1926 - 1927
Sir Walter Raleigh loves Bessie Throckmorton, Elizabeth's lady-in-waiting. He sends her a love letter, but Bessie loses it. The lost letter is found by Jill-all-alone, a forest dweller, whose constant companion is a black cat. Living in the forest with a black cat necessarily points to Jill as a witch. She ventures to the castle to restore the letter to its owner, but runs afoul of the worthy citizens of Windsor intent on their May Day revels. What could be better than a witch hunt? When she is being hunted and harried, the Royal Forester, Long Tom, comes to her aid and is supported by the Earl of Essex, to whom Jill hands Bessie's letter. Essex, thinking that Raleigh is his rival for royal favour, accepts the letter as his opportunity to arouse Eliizabeth's jealousy and he hands the letter to the Queen. Elizabeth mistakens the letter as an avowal of Ralph's love for her but Raleigh is not the man to allow the Queen to be under a misapprehension and explains that the letter belongs to Bessie Throckmorton. The Queen is furious and orders Raleigh to be banished, Bessie imprisoned, and Jill, who mocked the Queen's distress, to be burnt as a witch.

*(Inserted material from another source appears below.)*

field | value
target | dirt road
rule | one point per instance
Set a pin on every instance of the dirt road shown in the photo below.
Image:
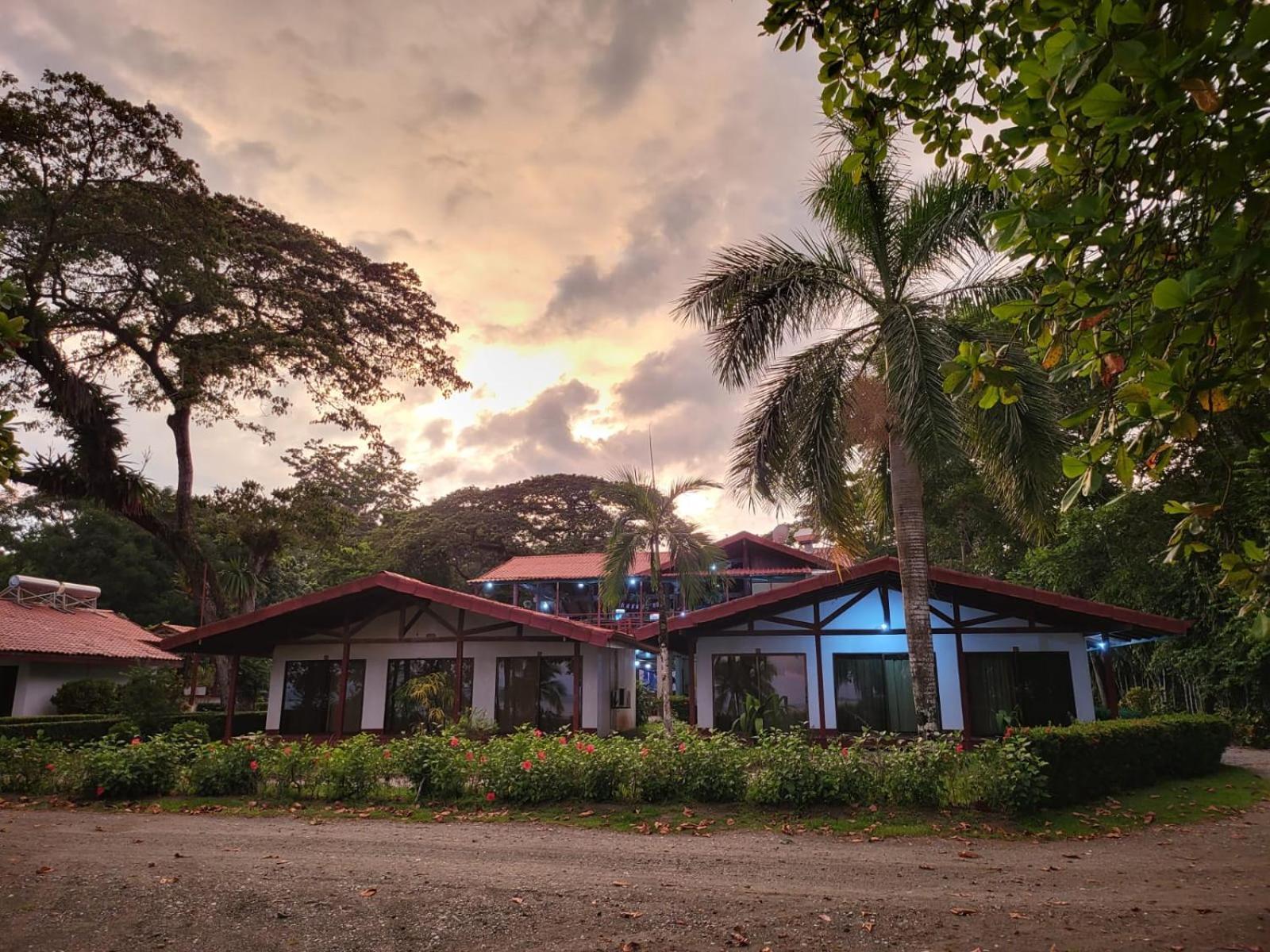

In the opening of the second act, Jill is seen to escape and to rescue Bessie from the Castle by a secret passage; they hide in Herne the Hunter's oak in the forest. Essex now determines to make amends for the harm he has done Raleigh and is assisted in his plans by Walter Wilkins. Essex plans to work on the Queen's superstitious fears and to stage an appearance of Herne the Hunter during a masque presented by Walter Wilkins. According to tradition, the ghostly huntsman only appears in the forest when the monarch contemplates a crime. The Queen is terrified at the apparition and pardons the lovers and Jill-all-alone. The populace are delighted and the joyful strains of Robin Hood's Wedding brings the story to a "happy ever after" conclusion.